The Gray Man features the same basic premise as The Winter Soldier — a skilled operative (Gosling) on the run from a hired assassin (Evans again) — only this time, the fights feel elaborate and laboured. They reveal little about their combatants, both metaphorically and literally. Several of the action sequences are masked by a hazy in-universe smoke as the characters set off flares or fight against the backdrop of a fireworks display. Several times, the camera rapidly snakes through the action, a technique that would be more at home in a creature feature following a predator honing in on its victims, rather than a spy thriller. If the directors are attempting to literalise the hunter-hunted metaphor of the plot, it doesn't translate. The job of hinting at the characters' personalities falls to the punchlines delivered in between the punches. 

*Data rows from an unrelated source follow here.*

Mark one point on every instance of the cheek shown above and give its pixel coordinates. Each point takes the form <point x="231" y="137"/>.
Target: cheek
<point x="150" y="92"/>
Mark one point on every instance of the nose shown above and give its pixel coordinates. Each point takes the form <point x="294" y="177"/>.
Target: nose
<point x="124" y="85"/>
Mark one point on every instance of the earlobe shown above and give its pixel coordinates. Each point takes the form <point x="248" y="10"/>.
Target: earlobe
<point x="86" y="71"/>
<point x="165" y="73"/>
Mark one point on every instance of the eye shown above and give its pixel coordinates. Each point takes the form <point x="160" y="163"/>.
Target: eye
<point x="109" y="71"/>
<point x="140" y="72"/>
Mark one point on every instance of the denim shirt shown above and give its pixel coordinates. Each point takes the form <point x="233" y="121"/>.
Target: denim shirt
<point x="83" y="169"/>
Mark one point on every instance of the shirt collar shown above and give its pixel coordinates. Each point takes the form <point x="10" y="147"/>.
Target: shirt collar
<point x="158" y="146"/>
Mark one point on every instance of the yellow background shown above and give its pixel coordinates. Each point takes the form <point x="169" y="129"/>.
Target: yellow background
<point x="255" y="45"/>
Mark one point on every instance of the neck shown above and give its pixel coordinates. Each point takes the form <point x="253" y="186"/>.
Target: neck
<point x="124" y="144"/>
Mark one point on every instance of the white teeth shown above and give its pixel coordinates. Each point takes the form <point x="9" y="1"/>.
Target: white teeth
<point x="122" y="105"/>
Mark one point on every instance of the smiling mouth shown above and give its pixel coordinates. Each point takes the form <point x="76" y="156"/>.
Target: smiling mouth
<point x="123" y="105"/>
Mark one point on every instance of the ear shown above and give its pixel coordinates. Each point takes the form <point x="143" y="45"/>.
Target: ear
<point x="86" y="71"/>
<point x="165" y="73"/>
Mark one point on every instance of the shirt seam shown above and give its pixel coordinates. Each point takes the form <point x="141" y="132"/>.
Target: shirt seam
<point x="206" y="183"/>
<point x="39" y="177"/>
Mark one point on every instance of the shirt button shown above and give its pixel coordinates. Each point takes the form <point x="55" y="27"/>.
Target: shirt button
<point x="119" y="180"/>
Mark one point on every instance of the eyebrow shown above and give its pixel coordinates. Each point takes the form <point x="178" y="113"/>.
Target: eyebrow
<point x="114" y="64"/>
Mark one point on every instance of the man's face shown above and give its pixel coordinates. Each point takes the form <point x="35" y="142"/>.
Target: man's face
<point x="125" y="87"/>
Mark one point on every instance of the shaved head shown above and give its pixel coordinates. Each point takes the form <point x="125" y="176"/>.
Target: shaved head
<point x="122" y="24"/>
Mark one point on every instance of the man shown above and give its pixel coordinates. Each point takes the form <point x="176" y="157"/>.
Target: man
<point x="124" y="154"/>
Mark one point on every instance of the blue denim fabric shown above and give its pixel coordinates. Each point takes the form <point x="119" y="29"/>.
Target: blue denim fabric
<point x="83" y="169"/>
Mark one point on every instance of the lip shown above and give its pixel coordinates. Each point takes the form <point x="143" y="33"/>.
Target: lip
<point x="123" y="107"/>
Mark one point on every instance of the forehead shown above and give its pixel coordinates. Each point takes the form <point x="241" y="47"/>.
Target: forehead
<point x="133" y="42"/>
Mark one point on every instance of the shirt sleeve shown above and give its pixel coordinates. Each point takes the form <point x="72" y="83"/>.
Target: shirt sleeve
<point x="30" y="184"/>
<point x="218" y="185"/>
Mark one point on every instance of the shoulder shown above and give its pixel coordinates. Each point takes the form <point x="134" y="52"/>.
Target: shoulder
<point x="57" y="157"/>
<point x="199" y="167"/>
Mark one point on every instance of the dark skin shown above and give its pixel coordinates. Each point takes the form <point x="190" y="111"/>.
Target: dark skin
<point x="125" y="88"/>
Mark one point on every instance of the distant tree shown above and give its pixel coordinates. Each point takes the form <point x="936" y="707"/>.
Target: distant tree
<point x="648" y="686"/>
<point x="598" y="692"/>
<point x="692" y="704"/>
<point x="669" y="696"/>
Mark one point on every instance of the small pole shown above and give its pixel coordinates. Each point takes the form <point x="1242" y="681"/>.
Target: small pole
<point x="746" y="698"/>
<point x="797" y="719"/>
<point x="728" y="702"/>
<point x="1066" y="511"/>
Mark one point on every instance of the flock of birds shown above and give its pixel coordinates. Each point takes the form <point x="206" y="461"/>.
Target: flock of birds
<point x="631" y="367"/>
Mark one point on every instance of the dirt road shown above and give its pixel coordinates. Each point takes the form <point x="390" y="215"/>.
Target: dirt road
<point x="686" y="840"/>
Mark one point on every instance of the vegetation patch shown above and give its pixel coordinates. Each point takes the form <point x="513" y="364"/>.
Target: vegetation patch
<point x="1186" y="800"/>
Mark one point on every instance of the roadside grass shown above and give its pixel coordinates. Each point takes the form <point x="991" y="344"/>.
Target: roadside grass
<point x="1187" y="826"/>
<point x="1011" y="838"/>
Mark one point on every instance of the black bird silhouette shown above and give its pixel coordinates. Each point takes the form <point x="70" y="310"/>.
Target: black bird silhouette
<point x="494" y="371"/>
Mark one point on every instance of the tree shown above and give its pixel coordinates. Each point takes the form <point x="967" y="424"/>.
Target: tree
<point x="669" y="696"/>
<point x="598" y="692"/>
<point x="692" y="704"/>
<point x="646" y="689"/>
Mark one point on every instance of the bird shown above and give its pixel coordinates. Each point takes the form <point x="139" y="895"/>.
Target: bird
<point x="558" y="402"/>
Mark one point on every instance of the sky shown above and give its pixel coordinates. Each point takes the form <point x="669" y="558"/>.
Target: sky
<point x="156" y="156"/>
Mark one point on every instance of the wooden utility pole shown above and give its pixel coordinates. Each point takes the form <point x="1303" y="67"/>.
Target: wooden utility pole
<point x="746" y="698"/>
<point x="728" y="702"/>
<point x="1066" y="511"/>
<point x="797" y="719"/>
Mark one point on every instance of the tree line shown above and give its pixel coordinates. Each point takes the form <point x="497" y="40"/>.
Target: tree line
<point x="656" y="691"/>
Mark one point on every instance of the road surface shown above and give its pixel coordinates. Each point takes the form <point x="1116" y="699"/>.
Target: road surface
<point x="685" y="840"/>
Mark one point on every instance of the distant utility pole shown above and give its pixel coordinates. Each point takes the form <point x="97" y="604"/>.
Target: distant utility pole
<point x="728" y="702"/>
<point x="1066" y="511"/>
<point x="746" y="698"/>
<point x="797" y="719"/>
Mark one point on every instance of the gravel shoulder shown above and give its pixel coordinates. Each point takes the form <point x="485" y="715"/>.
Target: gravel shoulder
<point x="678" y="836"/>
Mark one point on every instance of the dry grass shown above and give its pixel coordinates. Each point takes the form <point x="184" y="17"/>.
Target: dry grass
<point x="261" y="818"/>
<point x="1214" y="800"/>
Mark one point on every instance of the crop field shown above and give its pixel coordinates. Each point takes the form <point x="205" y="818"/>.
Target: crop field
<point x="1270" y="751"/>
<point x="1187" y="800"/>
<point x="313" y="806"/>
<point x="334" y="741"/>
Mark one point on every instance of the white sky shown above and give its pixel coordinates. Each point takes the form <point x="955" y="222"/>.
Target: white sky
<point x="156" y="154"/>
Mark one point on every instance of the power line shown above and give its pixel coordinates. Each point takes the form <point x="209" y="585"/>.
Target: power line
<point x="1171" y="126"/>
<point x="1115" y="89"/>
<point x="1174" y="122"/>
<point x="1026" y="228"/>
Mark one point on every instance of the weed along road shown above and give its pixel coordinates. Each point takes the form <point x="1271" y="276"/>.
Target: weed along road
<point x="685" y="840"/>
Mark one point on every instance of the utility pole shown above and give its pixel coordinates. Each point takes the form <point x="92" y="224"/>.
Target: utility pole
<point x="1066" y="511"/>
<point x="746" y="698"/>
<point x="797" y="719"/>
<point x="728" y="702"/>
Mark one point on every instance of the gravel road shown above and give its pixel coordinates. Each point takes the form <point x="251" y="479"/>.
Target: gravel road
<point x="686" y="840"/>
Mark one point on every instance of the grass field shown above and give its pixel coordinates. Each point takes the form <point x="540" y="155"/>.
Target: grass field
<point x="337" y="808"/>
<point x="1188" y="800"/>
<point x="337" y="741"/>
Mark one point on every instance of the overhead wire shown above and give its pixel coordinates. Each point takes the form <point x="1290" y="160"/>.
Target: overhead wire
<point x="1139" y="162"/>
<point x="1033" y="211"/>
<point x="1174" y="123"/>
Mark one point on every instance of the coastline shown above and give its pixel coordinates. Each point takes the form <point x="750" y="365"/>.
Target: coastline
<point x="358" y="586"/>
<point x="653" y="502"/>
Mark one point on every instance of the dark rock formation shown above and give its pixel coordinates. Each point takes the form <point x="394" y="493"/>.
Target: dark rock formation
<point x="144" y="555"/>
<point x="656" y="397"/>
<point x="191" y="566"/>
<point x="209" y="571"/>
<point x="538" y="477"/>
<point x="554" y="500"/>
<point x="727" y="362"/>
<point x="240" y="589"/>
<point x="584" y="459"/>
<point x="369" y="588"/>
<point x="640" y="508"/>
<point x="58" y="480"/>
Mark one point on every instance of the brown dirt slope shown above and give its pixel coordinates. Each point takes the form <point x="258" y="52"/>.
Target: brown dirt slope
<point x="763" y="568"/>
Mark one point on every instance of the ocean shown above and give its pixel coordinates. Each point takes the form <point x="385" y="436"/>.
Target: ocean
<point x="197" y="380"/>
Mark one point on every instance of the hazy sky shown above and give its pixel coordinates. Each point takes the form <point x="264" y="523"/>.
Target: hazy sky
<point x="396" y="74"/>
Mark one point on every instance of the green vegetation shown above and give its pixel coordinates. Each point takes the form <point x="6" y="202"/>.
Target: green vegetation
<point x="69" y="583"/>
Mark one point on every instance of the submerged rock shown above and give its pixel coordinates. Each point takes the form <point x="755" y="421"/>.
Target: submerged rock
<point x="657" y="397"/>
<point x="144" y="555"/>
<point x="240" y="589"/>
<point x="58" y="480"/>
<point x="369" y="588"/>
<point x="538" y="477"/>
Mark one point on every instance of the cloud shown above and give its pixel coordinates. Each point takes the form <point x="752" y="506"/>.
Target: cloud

The Russos might define themselves as maximalists, but one of their best action sequences in the MCU benefitted from restraint. In The Winter Soldier, Captain America took down nine double agents in less than two minutes in the enclosed space of an elevator, with one of his hands restrained to the wall for most of the scene. The directors give their Gray Man hero this same disadvantage, cuffing Six's hand to a public bench as teams of mercenaries arrive to assassinate him, but this eye-glazing, nine-minute-long sequence — which includes gas explosions with public shootouts and even a high-speed chase — still can't replicate the thrill of that elevator scene. The Russos return to compact spaces in The Gray Man, such as the narrow aisles of a tram and the cramped confines of a cargo plane, but can't utilise them as effectively.

The aftermath of the elevator fight in Captain America: The Winter Soldier (2014).

It's not as though the directors always paint with broad strokes when they're handed a larger canvas. Their climactic Avengers: Endgame (2019) battle spans over 20 minutes, but uses fights to advance several narratives and underscore character traits. Wanda Maximoff's (Elizabeth Olsen) grief, Iron Man's (Robert Downey Jr) self-sacrificial streak and Captain America's heroism emerge out of the CGI carnage. While Avengers: Civil War (2016), also directed by the Russo brothers, was criticised for its dull palette (its biggest fight takes place on a grey airport tarmac), the brawling style reinforced the idea of longtime friends coerced into fighting each other after their ideals positions them on opposite sides of the law. Their methods were efficient, but their heart wasn't in it. 

None of these emotions, however, come through in Cherry (2021), the directors' first post-Marvel film based on war veteran Nico Walker's memoir. In the film, war is shot like a video game that must be navigated, with the blood, dirt and smoke of battle filtered through a glossy aesthetic. The directors stylise these scenes with drone shots, an explosion filmed through the rearview mirror of a tank and a bird's eye point of view. For all Cherry (Tom Holland) talks about the horrors of war and his resulting PTSD, the visuals rarely match. 

A much more striking image of loss is crafted in Avengers: Endgame, which ends on a heavy note of abject failure. Half its heroes die. The other half are utterly defeated. There isn't a single moment in The Gray Man that comes close to the distress of this film. When a hero jumps out of an airplane and defies gravity, how can anything else hope to bear weight?